Lessons Learned From the Case
  • Employers should actively seek reasonable accommodations for employees with disabilities.
  • Resignation followed by reapplication is not a reasonable accommodation.
  • Employers should consider alternative assignments when the current role is incompatible with an employee’s disability.

2. Employee Discrimination: Maryland Employer Pays Settlement for Discriminating Against Non-U.S Citizen Employees.

In the Department of Justice vs PMM case, the Department of Justice has reached a settlement agreement with Professional Maintenance Management (PMM), a Maryland-based cleaning and janitorial services company, following an investigation into allegations of discrimination against its non-U.S. citizen employees in violation of the Immigration and Nationality Act (INA). 

The investigation revealed that PMM had a practice of demanding specific documents from newly hired non-U.S. citizens to verify their eligibility to work in the United States. For instance, lawful permanent residents were required to produce their permanent resident cards, while asylees and refugees had to present employment authorization documents. In contrast, U.S. citizens were given more flexibility in choosing the types of acceptable documents. 

Under the settlement terms, PMM will pay a $300,000 civil penalty to the United States, undergo staff training on the INA’s anti-discrimination provision, adjust its policies, and be subject to departmental oversight for a three-year duration. The INA’s anti-discrimination provision unequivocally prohibits employers from mandating specific documents based on an employee’s citizenship, immigration status, or national origin.

Lessons from the Case

  • Employers should treat all employees regardless of their citizenship or immigration status. Discriminatory practices that require specific documents can lead to legal consequences.
  • Employers should be aware of and comply with anti-discrimination provisions in immigration laws, such as the INA.
  • Employers should recognize that various forms of documentation can establish work eligibility for employees, and employers should not restrict the options available to non-U.S. citizens.

Final Thoughts

As a salaried worker in Maryland, possessing a grasp of your legal entitlements and safeguards is imperative. This knowledge not only enables you to shield yourself against potential violations but also empowers you to advocate for your well-being.

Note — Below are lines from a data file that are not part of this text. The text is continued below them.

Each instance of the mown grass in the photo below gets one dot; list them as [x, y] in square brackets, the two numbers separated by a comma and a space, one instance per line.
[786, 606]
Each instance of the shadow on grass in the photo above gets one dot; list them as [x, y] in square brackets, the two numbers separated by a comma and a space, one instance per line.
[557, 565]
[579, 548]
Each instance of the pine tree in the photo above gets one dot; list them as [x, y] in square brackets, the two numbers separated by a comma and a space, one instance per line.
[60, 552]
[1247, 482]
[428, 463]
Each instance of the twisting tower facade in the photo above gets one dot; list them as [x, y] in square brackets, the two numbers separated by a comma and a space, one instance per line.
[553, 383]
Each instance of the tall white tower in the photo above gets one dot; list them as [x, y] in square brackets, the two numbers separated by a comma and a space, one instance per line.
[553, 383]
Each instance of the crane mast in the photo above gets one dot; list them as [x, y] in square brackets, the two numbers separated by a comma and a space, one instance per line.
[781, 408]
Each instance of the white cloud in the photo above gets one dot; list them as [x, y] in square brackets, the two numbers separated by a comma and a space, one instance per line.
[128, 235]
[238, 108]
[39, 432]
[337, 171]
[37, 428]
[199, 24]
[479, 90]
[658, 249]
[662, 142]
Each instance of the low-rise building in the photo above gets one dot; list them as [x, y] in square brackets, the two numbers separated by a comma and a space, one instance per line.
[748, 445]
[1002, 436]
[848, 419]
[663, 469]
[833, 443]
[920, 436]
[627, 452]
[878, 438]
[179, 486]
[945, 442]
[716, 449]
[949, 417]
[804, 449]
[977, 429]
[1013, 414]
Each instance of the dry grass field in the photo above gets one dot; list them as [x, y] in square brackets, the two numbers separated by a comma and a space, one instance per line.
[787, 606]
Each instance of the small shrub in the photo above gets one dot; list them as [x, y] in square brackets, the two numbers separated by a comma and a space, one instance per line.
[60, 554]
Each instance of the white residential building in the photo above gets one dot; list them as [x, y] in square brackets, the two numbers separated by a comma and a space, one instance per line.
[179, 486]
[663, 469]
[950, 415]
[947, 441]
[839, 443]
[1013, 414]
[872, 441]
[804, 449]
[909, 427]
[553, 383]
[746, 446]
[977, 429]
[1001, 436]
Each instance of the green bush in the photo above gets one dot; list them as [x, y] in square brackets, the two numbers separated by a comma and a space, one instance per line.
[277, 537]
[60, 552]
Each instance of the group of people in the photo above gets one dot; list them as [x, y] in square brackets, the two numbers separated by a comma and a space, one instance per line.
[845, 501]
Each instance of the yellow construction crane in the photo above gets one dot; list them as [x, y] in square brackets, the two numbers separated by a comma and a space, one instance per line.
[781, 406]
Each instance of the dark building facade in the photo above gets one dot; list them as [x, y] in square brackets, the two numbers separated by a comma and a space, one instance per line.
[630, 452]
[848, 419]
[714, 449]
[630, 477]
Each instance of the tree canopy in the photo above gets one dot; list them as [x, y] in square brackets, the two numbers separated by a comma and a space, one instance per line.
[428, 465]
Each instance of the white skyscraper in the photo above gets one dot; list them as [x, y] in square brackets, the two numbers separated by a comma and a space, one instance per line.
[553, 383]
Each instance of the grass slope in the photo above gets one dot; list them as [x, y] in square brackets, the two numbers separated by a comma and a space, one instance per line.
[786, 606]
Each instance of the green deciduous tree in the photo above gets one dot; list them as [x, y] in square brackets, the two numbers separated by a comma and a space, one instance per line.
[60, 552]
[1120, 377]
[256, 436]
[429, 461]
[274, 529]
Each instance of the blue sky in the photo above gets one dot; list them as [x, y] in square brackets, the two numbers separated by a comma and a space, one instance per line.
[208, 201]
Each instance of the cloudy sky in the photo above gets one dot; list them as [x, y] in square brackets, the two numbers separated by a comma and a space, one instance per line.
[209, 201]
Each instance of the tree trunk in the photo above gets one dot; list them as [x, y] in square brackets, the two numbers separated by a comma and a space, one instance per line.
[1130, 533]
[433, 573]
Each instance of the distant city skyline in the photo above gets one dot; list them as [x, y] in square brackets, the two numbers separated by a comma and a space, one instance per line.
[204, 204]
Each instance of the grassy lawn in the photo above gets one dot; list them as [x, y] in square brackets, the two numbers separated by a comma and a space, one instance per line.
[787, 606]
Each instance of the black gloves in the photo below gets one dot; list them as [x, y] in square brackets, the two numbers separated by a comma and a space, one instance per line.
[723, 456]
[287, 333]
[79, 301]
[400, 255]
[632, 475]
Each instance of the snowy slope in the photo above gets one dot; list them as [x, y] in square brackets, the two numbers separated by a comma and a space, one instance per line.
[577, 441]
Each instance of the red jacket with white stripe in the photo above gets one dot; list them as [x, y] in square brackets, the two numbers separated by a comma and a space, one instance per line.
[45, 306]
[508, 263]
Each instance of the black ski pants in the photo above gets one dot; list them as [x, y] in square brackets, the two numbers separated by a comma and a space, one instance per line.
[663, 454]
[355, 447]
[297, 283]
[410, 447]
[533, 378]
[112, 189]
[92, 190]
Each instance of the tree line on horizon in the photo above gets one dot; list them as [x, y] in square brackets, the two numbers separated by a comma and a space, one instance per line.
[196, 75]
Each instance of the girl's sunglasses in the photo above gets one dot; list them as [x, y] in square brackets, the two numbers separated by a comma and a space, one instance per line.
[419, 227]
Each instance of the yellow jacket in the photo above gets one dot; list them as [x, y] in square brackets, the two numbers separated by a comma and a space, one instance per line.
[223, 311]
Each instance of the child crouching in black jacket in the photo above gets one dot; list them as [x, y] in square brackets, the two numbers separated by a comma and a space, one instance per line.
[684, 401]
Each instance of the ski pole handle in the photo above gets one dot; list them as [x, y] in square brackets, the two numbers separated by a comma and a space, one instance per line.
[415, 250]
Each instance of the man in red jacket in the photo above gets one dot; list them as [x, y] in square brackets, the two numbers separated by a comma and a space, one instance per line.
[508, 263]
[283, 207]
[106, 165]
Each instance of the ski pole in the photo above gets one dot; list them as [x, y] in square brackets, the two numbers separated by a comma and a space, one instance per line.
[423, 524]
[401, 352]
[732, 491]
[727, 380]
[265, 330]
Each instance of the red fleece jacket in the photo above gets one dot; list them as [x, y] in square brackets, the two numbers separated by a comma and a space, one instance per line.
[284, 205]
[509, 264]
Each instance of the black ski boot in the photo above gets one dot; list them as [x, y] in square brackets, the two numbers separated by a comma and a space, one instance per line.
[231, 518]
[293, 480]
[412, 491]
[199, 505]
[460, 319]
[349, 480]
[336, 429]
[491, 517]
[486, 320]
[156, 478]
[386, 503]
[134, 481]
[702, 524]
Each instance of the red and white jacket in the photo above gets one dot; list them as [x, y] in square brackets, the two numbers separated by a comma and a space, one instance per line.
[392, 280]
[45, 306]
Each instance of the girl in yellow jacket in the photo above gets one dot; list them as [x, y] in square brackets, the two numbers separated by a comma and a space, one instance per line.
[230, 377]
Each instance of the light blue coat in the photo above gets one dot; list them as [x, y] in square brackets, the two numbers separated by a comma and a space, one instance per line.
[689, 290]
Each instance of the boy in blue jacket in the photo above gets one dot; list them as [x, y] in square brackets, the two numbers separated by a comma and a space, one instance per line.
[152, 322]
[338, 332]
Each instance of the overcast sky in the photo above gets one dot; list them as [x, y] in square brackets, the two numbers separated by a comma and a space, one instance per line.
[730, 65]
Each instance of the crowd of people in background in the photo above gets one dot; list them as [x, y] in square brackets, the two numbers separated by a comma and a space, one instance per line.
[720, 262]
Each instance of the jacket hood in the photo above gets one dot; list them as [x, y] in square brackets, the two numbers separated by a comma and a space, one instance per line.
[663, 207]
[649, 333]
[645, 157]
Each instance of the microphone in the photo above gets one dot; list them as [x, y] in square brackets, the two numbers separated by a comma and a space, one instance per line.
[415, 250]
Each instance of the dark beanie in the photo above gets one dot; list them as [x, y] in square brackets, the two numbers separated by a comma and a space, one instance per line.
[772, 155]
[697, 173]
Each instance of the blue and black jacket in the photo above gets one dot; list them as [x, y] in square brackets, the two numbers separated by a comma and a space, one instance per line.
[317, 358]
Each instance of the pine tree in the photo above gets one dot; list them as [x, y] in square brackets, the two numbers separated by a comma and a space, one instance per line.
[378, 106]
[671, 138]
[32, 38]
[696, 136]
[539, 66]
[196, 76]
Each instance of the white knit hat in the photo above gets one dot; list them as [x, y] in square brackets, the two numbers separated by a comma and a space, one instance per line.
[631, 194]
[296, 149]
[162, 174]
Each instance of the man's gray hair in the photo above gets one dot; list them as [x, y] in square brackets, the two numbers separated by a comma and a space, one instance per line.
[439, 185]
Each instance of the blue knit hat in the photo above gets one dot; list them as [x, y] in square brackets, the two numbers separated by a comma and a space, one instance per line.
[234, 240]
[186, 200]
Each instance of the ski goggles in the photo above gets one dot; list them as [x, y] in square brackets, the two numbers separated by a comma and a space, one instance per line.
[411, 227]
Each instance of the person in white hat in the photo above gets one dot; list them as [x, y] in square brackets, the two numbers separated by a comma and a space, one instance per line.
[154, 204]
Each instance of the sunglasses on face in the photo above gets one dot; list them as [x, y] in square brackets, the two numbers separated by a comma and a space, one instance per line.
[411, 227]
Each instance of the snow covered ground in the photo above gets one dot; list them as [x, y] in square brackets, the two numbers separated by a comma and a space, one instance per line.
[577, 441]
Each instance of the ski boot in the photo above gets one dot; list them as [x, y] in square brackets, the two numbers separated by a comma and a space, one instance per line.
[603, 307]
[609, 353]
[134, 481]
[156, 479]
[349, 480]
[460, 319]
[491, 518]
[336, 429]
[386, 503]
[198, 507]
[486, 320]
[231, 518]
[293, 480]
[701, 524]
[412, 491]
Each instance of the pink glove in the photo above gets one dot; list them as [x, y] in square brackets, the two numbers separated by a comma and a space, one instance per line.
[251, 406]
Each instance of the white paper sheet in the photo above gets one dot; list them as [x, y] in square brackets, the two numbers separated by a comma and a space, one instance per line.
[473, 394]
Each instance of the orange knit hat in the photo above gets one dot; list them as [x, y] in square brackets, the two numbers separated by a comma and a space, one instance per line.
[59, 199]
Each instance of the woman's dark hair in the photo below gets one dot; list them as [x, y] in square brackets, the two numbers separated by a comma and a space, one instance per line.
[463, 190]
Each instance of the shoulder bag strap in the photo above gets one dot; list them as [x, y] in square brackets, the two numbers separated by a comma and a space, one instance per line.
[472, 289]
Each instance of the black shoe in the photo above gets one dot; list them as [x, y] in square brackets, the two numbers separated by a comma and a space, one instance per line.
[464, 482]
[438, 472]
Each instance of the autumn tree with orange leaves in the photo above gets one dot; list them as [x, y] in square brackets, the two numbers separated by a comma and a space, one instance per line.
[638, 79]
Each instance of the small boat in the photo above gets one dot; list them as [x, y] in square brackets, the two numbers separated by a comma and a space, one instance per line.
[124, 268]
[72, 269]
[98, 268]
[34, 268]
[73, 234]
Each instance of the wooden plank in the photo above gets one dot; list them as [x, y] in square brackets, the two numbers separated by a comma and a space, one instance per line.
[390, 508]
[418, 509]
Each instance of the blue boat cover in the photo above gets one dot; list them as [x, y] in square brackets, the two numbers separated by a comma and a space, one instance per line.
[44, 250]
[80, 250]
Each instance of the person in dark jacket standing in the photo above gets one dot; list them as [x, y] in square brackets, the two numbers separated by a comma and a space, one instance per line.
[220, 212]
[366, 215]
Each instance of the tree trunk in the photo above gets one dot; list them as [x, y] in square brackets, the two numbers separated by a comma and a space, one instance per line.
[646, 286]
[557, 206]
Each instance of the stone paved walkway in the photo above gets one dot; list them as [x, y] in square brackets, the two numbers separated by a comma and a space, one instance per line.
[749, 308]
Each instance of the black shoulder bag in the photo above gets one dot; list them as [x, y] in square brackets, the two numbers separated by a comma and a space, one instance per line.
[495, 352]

Keeping up-to-date with changes in labor laws is essential for ensuring a positive workplace experience. Given the complex nature of employment regulations, seeking professional advice by consulting an employment attorney, contacting The U.S. Department of Labor, or consulting the Office of the Labor Commissioner can offer invaluable information and direction.

Important Cautionary Note

This content is provided for informational purposes only. While we make every effort to ensure the accuracy of the information presented, we cannot guarantee that it is free of errors or omissions. Users are advised to independently verify any critical information and should not solely rely on the content provided.